I have this really intense memory of praying with my grandmother, Bunny, when I was about five. We had just moved home to Memphis from Texas. I was cuddled up on the top bunk in their upstairs bedroom and she was standing next to me. We were praying normal things I’m sure but then she prayed that God would help her to lose some weight. I remember stopping her and saying “what?” She explained that she was a little too chubby or could stand to be a little smaller or something. Honestly, it wasn’t her explanation that threw me or stuck with me. It was the wish. She was 64 and seemed just right…and actually quite remained that way to me until her death two summers ago.
As she quietly slipped away in hospice, my dad snapped this picture of her hands. And although it was unspoken until her funeral, it turns out that those hands were something we all loved. Always ready to hold. Always ready to comfort. Effortlessly able to glide across piano keys even well into her 90s.
What I loved about her has nothing to do with perfection. It had nothing to do with weight, which by the way, she never did lose. I sat thinking on these things at the piano she gave me as I looked at the framed picture of her hands. Sun spotted, round, wrinkled, and soft. Oh so soft.
I miss her. I miss her flaws. I miss her strengths. And I think of her, and how she was always surprised that we all thought the world of her.
And I think of my own constant fight against American perfection. Perfection that is actually QUITE unattainable. I think about the wrinkles I’m noticing in videos my husband takes of the kids and me. And about the layer of fat and cellulite around my mid section that is now my constant friend. I tell myself it’s proof that my body made twins and carried them all the way. I tell myself it is a reminder that my body was and is strong. And sometimes, I believe myself. Other times, I look in the mirror or photos and grimace at my increasing lack of perfection…perfection that will continue to slip out of my fingertips.
Our bodies slowly age. Weight gets harder to shed. Wrinkles become more pronounced. Sleep is more needed. And you know what? Nobody cares, but us.
I never looked at my Bunny, or now my parents, or husband or friends and love them any less for the wrinkles or weight or frailty or weakness.
We are our own worst enemies, aren’t we? Always picking and prodding and striving for things that just don’t matter. Always trying to hide our flaws.
I found a picture of myself at 25, and I looked amazing. I thought, “oh my gosh, I peaked at 25. Look how great I look!!!” Then I apologized to Matt because he met me on the decline. And he immediately said, “but I bet you didn’t like yourself at 25, either!” And he was right. I didn’t. I worried about the dangliness of my triceps and my belly’s relationship with low-rise jeans (thank goodness that stupid trend went the way of polyester and man perms, I hope they stay in fashion Hell, forever) and the flippiness of my hair.
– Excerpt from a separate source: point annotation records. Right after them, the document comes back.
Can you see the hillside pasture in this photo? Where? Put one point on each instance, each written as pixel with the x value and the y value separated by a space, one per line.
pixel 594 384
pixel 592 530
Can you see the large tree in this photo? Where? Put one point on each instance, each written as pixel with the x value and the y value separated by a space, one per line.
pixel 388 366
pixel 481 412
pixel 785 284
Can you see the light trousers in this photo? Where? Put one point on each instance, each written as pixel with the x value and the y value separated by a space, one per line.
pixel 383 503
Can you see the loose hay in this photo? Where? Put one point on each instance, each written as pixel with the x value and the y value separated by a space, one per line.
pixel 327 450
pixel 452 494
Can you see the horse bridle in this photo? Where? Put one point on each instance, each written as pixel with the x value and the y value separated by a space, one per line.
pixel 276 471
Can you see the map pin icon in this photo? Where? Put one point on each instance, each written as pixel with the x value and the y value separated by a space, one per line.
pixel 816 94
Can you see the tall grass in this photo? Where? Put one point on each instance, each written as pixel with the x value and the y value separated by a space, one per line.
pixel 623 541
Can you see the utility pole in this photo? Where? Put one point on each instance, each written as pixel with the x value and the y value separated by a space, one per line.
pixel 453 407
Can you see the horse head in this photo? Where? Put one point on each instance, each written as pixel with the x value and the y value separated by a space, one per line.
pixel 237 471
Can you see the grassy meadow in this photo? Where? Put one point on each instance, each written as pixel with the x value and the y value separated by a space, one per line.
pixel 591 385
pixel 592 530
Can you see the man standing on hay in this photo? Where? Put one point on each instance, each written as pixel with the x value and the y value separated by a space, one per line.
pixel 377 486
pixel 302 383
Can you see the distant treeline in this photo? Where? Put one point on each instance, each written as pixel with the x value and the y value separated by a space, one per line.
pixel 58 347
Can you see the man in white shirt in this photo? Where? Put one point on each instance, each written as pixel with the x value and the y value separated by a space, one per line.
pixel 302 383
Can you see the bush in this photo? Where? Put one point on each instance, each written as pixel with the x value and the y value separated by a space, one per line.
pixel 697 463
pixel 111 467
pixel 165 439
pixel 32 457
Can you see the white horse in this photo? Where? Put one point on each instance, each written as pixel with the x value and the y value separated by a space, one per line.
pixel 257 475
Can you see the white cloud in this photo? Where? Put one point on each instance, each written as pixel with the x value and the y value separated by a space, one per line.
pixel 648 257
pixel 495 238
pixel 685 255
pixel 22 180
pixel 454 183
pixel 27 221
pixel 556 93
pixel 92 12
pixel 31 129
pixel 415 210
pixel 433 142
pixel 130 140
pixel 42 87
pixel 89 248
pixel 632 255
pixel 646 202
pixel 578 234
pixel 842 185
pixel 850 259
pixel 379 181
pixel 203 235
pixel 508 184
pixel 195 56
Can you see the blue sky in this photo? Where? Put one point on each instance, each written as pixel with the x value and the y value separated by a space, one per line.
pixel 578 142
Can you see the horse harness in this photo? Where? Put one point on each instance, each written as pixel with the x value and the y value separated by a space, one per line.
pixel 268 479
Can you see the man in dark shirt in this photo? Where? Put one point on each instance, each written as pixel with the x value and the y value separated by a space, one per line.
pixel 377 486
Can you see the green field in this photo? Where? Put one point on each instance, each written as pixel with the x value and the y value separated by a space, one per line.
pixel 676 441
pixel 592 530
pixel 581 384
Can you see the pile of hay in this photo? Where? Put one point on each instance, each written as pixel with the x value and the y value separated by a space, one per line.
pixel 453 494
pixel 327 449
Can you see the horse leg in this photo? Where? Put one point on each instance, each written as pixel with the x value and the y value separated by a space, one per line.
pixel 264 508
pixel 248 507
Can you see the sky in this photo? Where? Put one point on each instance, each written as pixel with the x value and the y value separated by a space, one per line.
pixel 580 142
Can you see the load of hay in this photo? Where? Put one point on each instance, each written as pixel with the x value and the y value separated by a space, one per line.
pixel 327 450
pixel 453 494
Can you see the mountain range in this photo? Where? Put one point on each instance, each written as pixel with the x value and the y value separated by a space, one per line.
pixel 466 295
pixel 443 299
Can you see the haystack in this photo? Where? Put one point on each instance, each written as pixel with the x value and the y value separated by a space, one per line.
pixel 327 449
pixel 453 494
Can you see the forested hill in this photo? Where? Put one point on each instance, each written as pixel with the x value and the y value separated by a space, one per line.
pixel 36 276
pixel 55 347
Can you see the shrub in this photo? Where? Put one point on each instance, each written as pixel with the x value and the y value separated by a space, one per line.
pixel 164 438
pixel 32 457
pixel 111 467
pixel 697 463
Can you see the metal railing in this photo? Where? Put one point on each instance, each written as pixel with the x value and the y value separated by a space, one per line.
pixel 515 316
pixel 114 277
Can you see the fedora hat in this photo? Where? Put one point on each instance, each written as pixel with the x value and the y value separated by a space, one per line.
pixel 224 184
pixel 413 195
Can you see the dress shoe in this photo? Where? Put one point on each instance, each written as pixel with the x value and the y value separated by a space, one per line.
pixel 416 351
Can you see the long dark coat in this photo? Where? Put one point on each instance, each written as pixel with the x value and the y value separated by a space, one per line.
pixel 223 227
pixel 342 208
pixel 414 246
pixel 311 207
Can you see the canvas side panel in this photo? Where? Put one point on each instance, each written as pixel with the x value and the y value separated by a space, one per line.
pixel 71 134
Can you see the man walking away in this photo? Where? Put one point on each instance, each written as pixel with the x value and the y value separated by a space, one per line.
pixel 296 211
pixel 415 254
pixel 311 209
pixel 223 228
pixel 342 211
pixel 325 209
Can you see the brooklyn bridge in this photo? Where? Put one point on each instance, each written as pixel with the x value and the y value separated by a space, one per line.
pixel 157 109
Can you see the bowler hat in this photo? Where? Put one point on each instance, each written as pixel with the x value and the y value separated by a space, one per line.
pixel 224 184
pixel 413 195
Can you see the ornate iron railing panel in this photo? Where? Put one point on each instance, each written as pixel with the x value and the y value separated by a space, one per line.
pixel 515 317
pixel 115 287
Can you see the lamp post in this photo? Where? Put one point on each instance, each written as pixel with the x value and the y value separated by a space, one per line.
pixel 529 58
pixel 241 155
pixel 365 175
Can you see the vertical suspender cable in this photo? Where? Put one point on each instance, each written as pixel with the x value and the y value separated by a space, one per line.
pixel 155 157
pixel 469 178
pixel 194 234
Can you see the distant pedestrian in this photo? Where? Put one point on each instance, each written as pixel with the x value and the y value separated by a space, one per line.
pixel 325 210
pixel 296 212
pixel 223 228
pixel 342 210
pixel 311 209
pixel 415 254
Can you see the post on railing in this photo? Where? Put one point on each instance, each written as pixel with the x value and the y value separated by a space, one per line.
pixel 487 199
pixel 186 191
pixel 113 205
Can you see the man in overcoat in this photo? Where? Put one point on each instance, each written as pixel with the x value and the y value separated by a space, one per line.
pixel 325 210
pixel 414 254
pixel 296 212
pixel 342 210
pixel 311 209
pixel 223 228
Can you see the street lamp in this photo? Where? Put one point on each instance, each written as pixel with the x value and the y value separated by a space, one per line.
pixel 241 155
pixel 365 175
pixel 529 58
As we all grow another year older, maybe we should alter our goals from perfection to something better.
Be healthy and move your body, BUT…
Also, just be.
Be who you are. Who you were created to be.
Eat the scone (or kolache if you live in Texas) and enjoy it. Have the glass of wine and be merry, despite the fact that you are “drinking your calories.” Add the cream to your coffee and yeah, lie to your fitness app about it. Its ok. Unfollow the fitness professional on Instagram with the tight abs and perfect body-chances are you will never ever be shaped that way, anyway. Very few people are, but all 137 of them have Instagrams showcasing their six packs.
Remind yourself that your body and your skin have been your constant companions in life and they are friends, not enemies. That the people in your life love you for your mind and your heart. They love you for your jokes and advice and kind eyes. If your eyes are now increasingly framed by lines, it means you’ve laughed harder and loved more deeply.
Stop caring what “they” say and “they” think. Stop taking random internet advice. Stop stop stop and be be be.
My Bunny, with the extra weight she never lost and the wrinkles that deepened over the 36 years I knew her, and the frailty that eventually killed her…never ever stopped being. She always sat and listened and cried or laughed and held our hands with her soft perfect ones. She always hummed little harmonies to our melodies. She always sought out new friends, even in the form of her hospice nurses. She always apologized for little grievances that didn’t even offend.
Who she was, was her crowning glory. Who she was is who I miss. I hope at the end of it all, that’s how my loved ones will feel about me.